Force exerted by object-1 on object-2 equals the force exerted by object-2 on object-1. The gravitational force exerted by the planet on the start is the same force exerted on the planet by the star.

Thus the value of force will be$1.80\times {10}^{21}\text{\hspace{0.33em}N}$ .

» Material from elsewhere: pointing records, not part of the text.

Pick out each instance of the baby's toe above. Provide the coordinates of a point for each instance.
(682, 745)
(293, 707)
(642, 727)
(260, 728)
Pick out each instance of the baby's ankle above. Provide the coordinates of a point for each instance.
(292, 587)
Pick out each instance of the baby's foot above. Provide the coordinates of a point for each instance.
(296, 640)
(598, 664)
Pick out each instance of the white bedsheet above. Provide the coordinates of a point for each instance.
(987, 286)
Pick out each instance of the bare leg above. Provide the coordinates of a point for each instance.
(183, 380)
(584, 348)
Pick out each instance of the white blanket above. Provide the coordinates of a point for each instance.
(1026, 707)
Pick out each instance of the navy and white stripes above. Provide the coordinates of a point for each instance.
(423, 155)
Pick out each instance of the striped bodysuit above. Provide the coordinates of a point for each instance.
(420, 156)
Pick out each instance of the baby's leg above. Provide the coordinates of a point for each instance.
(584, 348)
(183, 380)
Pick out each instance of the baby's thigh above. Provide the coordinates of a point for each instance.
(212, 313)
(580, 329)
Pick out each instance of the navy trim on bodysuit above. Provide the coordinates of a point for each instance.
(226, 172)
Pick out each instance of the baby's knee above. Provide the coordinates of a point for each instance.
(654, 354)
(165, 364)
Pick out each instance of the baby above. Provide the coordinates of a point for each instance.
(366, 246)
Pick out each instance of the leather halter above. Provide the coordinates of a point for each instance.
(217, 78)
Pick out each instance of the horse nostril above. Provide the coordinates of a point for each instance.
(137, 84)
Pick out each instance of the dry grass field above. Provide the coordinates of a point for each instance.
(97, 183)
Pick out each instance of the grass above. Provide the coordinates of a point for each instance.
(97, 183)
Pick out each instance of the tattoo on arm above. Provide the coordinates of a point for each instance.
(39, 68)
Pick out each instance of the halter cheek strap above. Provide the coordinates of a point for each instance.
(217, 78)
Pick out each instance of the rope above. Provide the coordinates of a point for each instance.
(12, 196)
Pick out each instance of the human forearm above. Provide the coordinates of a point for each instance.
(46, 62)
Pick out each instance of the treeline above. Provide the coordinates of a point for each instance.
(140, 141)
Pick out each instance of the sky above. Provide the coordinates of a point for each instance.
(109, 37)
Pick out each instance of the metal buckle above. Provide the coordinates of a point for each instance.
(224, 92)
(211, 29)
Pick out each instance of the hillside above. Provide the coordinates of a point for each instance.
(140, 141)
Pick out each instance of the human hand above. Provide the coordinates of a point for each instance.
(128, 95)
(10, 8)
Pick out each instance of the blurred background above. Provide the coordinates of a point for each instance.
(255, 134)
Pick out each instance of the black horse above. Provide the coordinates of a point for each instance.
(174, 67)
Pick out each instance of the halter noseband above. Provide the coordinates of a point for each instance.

Gravitational force can be calculated as:

$\overrightarrow{F}=G\frac{m_P\times m_S}{{\left|{\overrightarrow{R}}_{SP}\right|}^2}{\widehat{R}}_{SP}$

Substituting the values in the above expression, and we get,

$\begin{array}{c}\overrightarrow{F}=1.80\times {10}^{21}\text{\hspace{0.33em}N}\times \left(-0.813,0.5810,0\right)\\ =\left(-1.495\times {10}^{21},1.0458\times {10}^{21},0\right)\text{\hspace{0.33em}N}\end{array}$

Thus the value of force(vector) will be $\left(-1.495\times {10}^{21},1.0458\times {10}^{21},0\right)\text{\hspace{0.33em}N}$

${\overrightarrow{R}}_{PS}={\overrightarrow{R}}_P-{\overrightarrow{R}}_S$

Substituting the values in the above expression, and we get,

$\begin{array}{c}{\overrightarrow{R}}_{PS}=\left(5\times {10}^{11},-2\times {10}^{11},0\right)\text{\hspace{0.33em}m}-\left(-2\times {10}^{11},3\times {10}^{11},0\right)\text{\hspace{0.33em}m}\\ =\left(7\times {10}^{11},-5\times {10}^{11},0\right)\text{\hspace{0.33em}m}\end{array}$

$\begin{array}{c}{\overrightarrow{R}}_{PS}=\left(7\times {10}^{11},-5\times {10}^{11},0\right)\text{\hspace{0.33em}m}\\ \left|\overrightarrow{R_{PS}}\right|=\sqrt{{\left(7\times {10}^{11}\right)}^2+{\left(-5\times {10}^{11}\right)}^2+0}\\ =8.605\times {10}^{11}\text{\hspace{0.33em}m}\end{array}$

${\widehat{R}}_{PS}=\frac{{\overrightarrow{R}}_{PS}}{\left|{\overrightarrow{R}}_{PS}\right|}$

Substituting the values in the above expression, and we get,

$\begin{array}{c}{\widehat{R}}_{PS}=\frac{\left(7\times {10}^{11},-5\times {10}^{11},0\right)\text{\hspace{0.33em}m}}{8.605\times {10}^{11}\text{\hspace{0.33em}m}}\\ =\left(0.813,-0.5810,0\right)\end{array}$

$\overrightarrow{F}=G\frac{m_S\times m_P}{{\left|{\overrightarrow{R}}_{PS}\right|}^2}{\widehat{R}}_{PS}$

Substituting the values in the above expression, and we get,

$\begin{array}{c}\overrightarrow{F}=1.80\times {10}^{21}\text{\hspace{0.33em}N}\times \left(0.813,-0.5810,0\right)\\ =\left(1.495\times {10}^{21},-1.0458\times {10}^{21},0\right)\text{\hspace{0.33em}N}\end{array}$

Thus the value of force (vector) will be$\left(1.495\times {10}^{21},-1.0458\times {10}^{21},0\right)\text{\hspace{0.33em}N}$.